Quarentena: nota um

Alguém se tem esquecido de banhar-se tanto quanto eu durante esta quarentena? Estava com tanta vontade de tomar banho na última quarta-feira, mas acho que me esqueci de fazê-lo.

Dei-me conta da falta de banho a meio de uma aula. Estou a participar em um curso online. Ainda bem que a sala de aula é virtual, pois, só assim, o professor e os outros alunos não conseguem sentir-me o cheiro.

Às 20h, os colegas começaram a despedir-se. Uma colega disse “até à segunda!” Segunda? Que estranho! Se estávamos a meio da semana, — pensei —, por que razão não teríamos aula na sexta-feira?

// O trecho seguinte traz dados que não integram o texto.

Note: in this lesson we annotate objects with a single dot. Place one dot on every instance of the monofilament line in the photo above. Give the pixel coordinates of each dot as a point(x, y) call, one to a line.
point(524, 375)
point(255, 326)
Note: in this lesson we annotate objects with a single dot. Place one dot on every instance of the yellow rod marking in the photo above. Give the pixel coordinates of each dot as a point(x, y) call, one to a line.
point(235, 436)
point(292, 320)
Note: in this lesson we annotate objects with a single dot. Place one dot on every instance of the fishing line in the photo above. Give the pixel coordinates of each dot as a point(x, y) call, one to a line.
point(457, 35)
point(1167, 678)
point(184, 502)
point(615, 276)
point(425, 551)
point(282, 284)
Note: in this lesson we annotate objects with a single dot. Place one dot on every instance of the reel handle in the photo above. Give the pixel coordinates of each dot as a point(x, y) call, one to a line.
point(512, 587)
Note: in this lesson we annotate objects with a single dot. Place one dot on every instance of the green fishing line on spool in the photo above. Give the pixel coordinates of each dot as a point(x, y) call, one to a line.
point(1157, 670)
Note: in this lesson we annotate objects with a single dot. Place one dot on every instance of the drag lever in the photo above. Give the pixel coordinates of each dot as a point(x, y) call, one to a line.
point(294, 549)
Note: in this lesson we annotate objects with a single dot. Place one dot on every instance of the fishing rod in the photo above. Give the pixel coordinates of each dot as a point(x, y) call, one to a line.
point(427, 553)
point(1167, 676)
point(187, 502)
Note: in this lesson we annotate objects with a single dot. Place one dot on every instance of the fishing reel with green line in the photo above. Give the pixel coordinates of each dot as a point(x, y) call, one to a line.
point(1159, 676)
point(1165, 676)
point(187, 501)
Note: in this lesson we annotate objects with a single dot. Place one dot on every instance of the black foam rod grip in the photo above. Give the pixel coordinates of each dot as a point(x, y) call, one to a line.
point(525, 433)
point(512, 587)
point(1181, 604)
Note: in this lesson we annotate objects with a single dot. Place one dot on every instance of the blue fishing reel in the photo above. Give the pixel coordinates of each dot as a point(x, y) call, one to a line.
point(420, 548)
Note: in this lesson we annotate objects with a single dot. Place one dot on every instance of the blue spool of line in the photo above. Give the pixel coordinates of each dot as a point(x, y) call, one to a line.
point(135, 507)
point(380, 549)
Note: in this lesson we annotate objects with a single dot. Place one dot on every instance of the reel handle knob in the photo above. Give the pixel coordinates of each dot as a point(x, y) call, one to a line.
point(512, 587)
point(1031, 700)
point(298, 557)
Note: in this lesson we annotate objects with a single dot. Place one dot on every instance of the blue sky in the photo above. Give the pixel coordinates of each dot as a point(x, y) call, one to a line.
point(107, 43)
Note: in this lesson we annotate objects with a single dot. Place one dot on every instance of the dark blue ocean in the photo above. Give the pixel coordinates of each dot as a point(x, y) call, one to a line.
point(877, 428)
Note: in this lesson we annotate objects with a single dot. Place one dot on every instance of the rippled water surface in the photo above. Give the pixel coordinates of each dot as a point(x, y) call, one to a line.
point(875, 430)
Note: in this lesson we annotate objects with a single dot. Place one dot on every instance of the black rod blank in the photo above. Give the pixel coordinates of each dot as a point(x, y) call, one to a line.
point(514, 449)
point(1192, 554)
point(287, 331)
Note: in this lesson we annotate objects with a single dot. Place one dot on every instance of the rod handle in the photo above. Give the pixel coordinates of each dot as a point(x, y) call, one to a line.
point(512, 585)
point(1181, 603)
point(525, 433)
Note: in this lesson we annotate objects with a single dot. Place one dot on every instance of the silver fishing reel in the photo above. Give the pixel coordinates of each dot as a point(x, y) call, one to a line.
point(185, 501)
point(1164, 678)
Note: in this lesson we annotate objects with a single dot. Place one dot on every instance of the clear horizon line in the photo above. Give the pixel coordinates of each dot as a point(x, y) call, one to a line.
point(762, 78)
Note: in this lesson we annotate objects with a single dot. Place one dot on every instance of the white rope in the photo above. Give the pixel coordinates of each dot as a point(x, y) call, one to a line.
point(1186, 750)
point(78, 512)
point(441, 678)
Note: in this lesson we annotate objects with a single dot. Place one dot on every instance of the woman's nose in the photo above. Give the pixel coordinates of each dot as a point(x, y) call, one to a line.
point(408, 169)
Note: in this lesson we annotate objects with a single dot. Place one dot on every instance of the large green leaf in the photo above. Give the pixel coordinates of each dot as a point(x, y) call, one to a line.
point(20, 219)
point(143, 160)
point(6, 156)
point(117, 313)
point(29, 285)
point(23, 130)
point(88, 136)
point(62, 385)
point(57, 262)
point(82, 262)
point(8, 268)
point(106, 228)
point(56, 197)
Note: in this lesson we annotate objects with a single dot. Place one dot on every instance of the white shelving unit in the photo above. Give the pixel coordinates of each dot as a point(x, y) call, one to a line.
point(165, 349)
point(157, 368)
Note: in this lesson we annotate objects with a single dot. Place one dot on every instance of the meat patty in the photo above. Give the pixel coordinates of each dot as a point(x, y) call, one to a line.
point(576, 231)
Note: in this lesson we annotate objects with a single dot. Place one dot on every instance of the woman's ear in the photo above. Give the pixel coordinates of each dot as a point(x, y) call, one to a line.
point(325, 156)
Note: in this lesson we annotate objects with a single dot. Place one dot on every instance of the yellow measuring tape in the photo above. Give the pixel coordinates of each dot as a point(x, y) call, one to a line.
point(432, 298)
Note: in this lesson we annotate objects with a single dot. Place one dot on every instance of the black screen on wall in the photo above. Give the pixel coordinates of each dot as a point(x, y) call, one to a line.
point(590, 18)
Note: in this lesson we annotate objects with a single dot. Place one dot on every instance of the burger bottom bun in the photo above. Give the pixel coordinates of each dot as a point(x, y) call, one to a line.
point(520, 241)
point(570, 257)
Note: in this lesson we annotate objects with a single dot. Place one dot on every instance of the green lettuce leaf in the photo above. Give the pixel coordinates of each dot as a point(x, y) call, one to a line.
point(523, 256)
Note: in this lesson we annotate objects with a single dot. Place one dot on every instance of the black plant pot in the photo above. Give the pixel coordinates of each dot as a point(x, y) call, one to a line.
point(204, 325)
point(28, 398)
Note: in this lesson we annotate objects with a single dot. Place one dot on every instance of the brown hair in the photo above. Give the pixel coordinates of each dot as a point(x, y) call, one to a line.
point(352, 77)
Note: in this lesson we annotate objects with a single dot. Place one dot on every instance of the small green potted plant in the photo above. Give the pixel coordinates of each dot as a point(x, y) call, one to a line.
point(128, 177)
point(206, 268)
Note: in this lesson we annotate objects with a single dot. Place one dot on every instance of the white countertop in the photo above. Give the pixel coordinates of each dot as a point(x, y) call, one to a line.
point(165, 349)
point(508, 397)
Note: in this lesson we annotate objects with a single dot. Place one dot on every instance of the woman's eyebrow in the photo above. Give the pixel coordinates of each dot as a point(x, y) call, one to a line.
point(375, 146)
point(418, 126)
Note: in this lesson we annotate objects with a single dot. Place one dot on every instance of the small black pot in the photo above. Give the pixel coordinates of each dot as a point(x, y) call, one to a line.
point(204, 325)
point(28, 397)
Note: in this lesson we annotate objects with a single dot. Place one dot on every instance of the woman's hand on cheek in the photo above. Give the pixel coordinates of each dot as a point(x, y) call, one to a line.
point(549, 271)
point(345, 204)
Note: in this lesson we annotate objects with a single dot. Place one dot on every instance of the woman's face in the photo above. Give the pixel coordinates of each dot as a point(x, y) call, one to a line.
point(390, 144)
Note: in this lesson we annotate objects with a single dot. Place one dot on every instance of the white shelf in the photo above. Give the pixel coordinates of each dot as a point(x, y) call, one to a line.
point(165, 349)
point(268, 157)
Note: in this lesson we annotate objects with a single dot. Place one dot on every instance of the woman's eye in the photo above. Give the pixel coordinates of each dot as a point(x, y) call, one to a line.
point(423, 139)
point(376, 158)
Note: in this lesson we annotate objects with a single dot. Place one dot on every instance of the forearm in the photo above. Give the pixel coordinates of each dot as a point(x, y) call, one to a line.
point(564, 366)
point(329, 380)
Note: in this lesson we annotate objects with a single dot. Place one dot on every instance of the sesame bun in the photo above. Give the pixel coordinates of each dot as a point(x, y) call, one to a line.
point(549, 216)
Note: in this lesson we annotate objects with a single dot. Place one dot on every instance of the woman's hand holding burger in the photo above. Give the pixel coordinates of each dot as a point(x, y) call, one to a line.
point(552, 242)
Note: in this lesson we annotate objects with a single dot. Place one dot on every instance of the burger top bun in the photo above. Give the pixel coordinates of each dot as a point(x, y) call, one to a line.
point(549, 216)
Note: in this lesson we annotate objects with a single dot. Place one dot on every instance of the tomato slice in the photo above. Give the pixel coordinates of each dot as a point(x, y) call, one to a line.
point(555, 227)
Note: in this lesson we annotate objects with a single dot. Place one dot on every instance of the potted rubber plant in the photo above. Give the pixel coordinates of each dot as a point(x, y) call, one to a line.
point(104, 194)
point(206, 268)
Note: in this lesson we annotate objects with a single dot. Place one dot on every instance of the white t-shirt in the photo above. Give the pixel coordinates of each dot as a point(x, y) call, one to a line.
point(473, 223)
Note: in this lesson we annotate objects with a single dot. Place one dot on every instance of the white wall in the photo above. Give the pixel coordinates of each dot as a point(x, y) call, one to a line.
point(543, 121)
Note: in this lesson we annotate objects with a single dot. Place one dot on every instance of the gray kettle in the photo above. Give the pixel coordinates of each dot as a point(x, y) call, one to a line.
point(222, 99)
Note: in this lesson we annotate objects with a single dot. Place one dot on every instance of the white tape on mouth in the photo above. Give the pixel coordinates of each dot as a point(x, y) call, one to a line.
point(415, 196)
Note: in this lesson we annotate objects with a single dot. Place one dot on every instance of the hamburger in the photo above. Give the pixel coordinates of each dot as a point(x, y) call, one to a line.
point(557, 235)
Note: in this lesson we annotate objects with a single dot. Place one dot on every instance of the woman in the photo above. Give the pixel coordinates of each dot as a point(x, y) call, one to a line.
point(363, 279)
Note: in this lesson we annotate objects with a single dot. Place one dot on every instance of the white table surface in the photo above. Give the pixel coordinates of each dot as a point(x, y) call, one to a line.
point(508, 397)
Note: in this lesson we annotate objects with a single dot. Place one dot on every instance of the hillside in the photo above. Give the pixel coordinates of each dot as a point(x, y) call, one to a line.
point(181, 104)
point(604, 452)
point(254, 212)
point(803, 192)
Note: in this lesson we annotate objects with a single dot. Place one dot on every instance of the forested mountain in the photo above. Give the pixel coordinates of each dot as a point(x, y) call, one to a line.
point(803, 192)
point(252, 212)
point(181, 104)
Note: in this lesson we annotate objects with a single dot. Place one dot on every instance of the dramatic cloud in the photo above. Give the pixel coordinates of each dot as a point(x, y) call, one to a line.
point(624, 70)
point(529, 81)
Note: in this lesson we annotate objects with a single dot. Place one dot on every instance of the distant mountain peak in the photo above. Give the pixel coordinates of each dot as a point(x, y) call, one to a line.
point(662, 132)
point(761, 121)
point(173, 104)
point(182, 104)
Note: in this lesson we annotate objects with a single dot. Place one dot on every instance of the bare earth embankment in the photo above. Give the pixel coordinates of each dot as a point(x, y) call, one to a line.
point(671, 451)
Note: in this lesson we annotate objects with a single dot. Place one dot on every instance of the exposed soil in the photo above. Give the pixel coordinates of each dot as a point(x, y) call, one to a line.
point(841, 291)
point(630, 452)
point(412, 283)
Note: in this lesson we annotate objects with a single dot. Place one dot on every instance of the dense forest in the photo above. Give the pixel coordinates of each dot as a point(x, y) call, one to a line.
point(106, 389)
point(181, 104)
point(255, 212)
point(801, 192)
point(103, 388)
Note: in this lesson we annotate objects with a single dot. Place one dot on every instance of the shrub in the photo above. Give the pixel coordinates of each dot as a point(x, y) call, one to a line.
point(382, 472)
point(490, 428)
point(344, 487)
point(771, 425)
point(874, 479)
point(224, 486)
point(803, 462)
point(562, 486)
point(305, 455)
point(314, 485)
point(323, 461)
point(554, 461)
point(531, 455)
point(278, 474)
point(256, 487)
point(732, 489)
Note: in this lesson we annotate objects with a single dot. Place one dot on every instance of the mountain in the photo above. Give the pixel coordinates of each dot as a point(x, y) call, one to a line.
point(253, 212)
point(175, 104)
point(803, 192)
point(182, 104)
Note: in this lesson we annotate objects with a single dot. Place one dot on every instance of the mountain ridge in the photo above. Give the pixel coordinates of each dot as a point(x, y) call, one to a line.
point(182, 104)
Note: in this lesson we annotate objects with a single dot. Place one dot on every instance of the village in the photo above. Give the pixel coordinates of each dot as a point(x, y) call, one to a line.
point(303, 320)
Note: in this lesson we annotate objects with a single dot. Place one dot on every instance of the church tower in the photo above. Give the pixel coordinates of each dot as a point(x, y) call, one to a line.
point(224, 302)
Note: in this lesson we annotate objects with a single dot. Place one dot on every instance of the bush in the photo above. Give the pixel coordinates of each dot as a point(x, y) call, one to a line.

Era já sexta-feira, quando me dei por isso tudo. Estava tão cansado e perturbado, que dormi a perguntar-me quando tomara banho.

Sábado, acordei sujo, mas seguro de que a vida tinha de tomar um novo rumo. Era 25 de Abril. Pus-me todo limpinho, com energias renovadas. Mesmo impedido de ir à avenida, nutri as boas memórias.

Como todo 25 de Abril, eu queria vivê-lo à grande! O peito cheio de ganas de descer a Liberdade, com o cravo no peito, a cantar “Grândola, Vila Morena”, que me eriça os pêlos dos pés à cabeça, sempre a ansiar por igualdade, fraternidade e oportunidade para, com segurança, viver os versos de Zeca Afonso: “O povo é quem mais ordena/Dentro de ti, ó cidade”.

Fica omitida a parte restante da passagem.